Tomas Milian, the Cuban-American-Italian actor best known for his work in Italian genre films and Spaghetti Westerns, has died at the age of 84. Italian news agency ANSA reported that he died of a stroke in his Miami home on Wednesday.
Milian, whose real name was Tomas Quintin Rodriguez Milian, worked with a host of top-notch directors such as Steven Soderbergh, Bernardo Bertolucci and Steven Spielberg, and was recognized for the emotional intensity and humor he brought to his roles.
He was born in Havana, Cuba, in 1933 to a Cuban general who was arrested and jailed during the Cuban revolution. After this, Milian moved to New York City where he was a student of Polish-American actor Lee Strasberg. He studied method acting at NYC’s Actors Studio before moving to Italy, where he was cast in a host of supporting roles throughout the late 1950s and early 1960s, including Carol Reed’s The Agony and the Ecstasy.

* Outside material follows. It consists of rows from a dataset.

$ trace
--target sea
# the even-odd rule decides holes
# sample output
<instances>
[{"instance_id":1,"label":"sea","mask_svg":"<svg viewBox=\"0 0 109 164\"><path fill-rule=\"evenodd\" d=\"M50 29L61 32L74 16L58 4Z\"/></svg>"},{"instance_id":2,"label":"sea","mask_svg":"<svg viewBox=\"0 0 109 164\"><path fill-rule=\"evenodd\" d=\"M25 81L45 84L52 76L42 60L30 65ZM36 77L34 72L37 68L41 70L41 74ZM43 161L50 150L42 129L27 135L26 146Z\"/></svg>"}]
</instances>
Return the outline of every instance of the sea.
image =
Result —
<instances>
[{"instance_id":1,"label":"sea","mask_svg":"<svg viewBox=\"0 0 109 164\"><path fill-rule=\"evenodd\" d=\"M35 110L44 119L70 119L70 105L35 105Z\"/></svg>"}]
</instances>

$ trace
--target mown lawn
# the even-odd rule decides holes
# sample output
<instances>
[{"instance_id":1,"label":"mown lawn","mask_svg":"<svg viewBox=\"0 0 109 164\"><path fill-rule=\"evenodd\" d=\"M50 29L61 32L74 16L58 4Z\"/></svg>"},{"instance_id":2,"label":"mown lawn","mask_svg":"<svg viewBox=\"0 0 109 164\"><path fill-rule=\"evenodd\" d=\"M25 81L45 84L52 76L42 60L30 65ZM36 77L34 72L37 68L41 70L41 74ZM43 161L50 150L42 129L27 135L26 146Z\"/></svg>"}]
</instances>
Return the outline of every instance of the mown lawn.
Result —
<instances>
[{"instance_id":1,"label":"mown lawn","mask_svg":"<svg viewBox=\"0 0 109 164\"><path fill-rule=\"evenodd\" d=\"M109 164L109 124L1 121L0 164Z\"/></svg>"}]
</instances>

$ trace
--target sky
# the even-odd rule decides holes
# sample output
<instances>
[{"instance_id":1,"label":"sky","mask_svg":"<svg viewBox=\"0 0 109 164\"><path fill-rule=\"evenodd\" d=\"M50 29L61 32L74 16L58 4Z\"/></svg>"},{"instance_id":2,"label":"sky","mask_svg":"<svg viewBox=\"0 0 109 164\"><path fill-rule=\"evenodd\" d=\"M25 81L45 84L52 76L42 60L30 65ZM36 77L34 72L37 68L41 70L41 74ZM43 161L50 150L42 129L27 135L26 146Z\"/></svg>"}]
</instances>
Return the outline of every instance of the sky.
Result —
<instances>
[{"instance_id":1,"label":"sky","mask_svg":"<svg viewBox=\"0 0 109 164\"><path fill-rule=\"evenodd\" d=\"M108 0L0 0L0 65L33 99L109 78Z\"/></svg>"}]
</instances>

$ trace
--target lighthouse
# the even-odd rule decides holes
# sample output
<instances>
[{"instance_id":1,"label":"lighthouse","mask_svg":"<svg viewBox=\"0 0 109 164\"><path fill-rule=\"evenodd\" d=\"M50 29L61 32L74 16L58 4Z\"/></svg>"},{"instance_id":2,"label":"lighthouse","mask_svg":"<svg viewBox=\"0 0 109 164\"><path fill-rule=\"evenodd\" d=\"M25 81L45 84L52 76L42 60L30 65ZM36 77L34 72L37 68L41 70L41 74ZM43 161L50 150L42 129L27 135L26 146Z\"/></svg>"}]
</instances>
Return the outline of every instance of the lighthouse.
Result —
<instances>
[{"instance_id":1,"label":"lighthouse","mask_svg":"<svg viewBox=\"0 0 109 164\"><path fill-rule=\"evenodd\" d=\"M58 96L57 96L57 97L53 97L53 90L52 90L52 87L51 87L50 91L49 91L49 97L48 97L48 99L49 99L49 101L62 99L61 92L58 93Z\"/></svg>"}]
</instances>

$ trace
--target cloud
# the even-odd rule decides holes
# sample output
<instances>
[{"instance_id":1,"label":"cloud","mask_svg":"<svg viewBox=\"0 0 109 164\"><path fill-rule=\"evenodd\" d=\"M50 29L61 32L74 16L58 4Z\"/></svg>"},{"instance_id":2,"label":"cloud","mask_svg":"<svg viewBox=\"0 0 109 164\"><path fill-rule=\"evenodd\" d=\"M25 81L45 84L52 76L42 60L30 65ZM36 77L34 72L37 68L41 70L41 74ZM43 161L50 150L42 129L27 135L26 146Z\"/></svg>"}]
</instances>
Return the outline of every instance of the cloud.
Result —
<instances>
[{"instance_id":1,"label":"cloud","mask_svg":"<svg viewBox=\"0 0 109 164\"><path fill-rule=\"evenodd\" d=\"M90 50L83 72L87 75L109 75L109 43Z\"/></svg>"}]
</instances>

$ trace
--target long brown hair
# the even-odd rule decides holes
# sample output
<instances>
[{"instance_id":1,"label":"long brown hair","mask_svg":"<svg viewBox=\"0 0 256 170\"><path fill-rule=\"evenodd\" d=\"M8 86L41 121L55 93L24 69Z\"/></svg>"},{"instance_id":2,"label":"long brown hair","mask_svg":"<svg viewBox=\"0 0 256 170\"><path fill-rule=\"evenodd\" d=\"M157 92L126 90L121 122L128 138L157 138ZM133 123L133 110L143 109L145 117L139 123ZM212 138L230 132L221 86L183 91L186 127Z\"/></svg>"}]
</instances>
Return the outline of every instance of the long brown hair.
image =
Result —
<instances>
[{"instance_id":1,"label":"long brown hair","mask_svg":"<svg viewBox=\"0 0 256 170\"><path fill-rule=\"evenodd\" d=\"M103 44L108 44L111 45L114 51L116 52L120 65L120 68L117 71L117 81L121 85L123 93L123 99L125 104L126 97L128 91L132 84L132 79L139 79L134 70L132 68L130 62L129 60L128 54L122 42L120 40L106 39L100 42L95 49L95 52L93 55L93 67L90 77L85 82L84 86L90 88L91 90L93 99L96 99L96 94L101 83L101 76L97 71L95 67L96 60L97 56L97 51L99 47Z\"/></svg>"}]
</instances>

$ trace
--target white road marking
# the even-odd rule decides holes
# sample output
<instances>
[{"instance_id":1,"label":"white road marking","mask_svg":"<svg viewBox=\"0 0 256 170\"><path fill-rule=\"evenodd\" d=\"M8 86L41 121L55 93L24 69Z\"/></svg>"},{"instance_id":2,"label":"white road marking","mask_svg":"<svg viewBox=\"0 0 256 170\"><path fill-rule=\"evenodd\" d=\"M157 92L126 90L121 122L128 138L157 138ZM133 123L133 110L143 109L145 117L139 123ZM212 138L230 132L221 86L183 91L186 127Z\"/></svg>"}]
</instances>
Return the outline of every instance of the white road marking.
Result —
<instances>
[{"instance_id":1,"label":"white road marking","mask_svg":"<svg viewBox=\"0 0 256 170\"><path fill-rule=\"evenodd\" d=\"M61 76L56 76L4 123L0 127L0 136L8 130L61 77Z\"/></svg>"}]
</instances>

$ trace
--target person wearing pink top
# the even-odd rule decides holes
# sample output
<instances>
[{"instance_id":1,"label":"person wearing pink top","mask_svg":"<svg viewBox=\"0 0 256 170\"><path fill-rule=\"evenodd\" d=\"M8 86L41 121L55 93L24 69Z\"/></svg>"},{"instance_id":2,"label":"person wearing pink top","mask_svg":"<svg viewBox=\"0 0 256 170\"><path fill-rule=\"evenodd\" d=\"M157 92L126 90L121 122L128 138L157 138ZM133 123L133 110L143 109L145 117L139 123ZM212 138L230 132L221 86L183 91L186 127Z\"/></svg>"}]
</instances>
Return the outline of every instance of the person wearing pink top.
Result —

Most of his pics were shot in Italy and he paired with Italian helmers such as Michelangelo Antonioni, Pier Paolo Pasolini and Bertolucci. He had great success in Spaghetti Western pics where he soon established himself as a dynamic leading actor in pics such as The Big Gundown, The Ugly Ones, Django Kill…If You Live, Shoot, Death Sentence and Tepepa with Orson Welles.
Following a decline in popularity of the genre, Milian turned to Italian’s increasingly popular violent police movies, also known as “poliziottesco” films. He appeared in films such as Umberto Lenzi’s Free Hand for a Tough Cop.
More recently, the Italian actor had roles in Soderberg’s Traffic as the corrupt General Arturo Salazar and Spielberg’s Amistad.
He is survived by his son Tomaso Milian Jr.